To what extent is this application built with industry-standard technologies, including Java and .NET? Proprietary programming languages, middleware, and development tools will be harder to support as the market evolves away from them.
Questions for Unified Technology Companies

Unified technology companies provide enterprise applications based on a single integrated platform. Examples include SAP and IFS.

Here are key questions to ask unified technology companies:

How can this application be evolved to meet my needs as they change?
If you have not already done so, what are your plans to break down this product into many independent, granular components to create a fully functional SOA?
To what extent are the features and functionality you are promoting represent products that have not yet been launched or demonstrated effective in the market?
How are you adapting this application to my specific industry?
Can you provide examples of companies using your enterprise application that have dramatically changed their businesses, and then explain how the product has accommodated these changes? How much of a reimplementation process is necessary to allow for business process change?
Conclusion

Selecting an enterprise application is not a lifetime commitment, but it is a commitment that will last ten years or longer. Given the degree of product complexity and pressure vendors feel to sell new licenses, caveat emptor—or buyer beware—has never been better advice for software purchasers.

You can count on vendors to tell you what you want to hear about whatever products they are trying to sell you. They will claim either that their products meet your needs today or that the software will do so somewhere down the road, in a subsequent release.

It is important to keep in mind that the best predictor of future behavior is past behavior.

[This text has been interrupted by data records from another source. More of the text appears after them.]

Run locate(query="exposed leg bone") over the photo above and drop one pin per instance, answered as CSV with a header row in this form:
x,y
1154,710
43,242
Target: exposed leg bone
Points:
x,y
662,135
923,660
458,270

Vendors tend to announce their plans to release new products well in advance. Perhaps the best way to tell whether an application vendor will make good on its promises is to look at the promises it has made in the past, either in public or to individual customers. Did the company keep these promises? Did development timelines slide? Or did product roadmaps disappear entirely?

Don't be afraid to ask tough questions, because the answers are critical to your selection of an enterprise application.